As no publisher was willing to take the liability of such a controversial book, she initially printed it herself, and after it became a hot selling book, it was published by Vanguard books. My Feudal Lord has been translated into 40 languages and has received many awards.

===A Mirror to the Blind (1996)===
Durrani's second book, A Mirror to the Blind, is the biography of Abdul Sattar Edhi, who was Pakistan's highly decorated social worker. Over a three-year period, Durrani lived in Edhi's home and accompanied him on his visits. The book was published in 1996 by the National Bureau of Publications with the Edhi Foundation. It is the official document Abdul Sattar Edhi's life and message.

===Blasphemy (1998)===
Her third book, Blasphemy (1998), was successful but also controversial. In the novel she describes the secret lives of the Muslim clergy and spiritual leaders or pirs. Durrani said that the story is factual, with some names and events altered to protect the identity of the women who are at the center of the story. The book also delves into a critical approach to the tradition and practice of Nikah Halala. She describes several cases resulting in the humiliation and torture of Muslim women. The book also made it into Pakistan's best-seller list.

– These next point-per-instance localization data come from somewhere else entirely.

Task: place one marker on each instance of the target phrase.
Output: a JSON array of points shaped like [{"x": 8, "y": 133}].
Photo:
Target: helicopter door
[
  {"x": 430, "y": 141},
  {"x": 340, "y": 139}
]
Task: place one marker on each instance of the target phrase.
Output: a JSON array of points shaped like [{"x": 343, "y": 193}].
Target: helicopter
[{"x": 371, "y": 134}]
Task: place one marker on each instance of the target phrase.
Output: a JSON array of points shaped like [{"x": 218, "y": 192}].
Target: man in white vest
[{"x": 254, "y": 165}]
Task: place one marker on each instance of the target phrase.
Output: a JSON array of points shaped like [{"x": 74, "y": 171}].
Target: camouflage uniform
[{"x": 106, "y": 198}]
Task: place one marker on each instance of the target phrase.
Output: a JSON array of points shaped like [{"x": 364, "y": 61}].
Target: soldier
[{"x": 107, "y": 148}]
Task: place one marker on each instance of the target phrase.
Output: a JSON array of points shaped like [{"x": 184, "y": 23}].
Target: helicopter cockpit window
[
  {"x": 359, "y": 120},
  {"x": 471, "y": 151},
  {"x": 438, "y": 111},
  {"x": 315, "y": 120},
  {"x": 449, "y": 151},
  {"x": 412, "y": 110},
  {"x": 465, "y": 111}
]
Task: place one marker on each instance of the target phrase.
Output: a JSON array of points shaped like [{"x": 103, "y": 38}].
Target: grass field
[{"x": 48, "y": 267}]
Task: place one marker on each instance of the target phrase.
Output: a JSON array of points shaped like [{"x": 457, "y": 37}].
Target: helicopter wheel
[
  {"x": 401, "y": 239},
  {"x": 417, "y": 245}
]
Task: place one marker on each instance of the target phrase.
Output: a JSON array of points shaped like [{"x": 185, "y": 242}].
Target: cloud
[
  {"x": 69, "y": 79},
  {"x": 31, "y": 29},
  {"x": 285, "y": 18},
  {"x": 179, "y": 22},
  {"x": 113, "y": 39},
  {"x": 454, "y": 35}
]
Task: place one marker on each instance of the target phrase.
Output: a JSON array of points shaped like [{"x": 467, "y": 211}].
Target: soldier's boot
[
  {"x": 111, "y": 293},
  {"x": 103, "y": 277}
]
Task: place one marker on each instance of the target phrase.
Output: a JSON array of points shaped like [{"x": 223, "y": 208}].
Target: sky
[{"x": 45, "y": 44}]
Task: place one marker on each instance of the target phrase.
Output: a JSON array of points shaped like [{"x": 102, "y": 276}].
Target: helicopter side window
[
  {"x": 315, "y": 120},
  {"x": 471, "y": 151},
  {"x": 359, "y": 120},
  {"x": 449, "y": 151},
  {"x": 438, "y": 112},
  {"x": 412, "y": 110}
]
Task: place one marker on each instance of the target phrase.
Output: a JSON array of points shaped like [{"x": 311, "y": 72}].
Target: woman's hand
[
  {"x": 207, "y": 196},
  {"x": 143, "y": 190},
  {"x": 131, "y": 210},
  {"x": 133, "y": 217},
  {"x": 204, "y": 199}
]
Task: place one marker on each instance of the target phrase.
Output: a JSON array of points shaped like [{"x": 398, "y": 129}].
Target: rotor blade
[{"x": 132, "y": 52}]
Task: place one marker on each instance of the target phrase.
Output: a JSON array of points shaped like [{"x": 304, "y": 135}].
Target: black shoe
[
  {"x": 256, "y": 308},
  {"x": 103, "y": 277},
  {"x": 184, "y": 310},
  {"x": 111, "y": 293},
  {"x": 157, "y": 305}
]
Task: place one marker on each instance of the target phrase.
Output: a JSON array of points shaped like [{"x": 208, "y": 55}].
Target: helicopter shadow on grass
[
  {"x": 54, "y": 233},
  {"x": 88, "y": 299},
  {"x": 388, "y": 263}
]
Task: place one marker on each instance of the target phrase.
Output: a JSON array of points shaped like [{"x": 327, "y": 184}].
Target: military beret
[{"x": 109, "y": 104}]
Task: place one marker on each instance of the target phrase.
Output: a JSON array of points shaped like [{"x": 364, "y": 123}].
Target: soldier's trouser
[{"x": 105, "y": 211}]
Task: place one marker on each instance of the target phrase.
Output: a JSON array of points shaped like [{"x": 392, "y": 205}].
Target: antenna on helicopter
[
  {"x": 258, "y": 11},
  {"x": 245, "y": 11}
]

===Happy Things in Sorrow Times (2013)===
Durrani's fourth book "Happy Things in Sorrow Times" (2013) is a novel based on the childhood and youth of an Afghan girl Rabia. The novel was published by Pakistani Publishing group Ferozsons. In contrast to Blasphemy that is based on the issue of domestic violence, Hypocrisy of religious figures in rural Sindh (Pakistan), and distortion of Islamic values, this novel explores the dynamics of Afghan politics in the pre/post 9/11. The setting of the novel is Afghanistan and Pakistan. However, the protagonist of the novel is an Afghan girl. The novel critiques interventions of Russia and America in Afghanistan. This is the first novel where Durrani uses her artwork as well.

== Artist ==
Tehmina Durrani is also a painter. She says she found another way of expressing and conveying her feelings through art, in addition to writing.

Her first exhibit, Catharsis, was held in 1992. One of those paintings became the cover of her third book Blasphemy.

Tehmina Durrani's next exhibit, A Love Affair, took place in 2016. She will be intertwining her writing and painting in her coffee table book by the same name, A Love Affair, with a print version of these paintings along with poems and songs that inspired her paintings.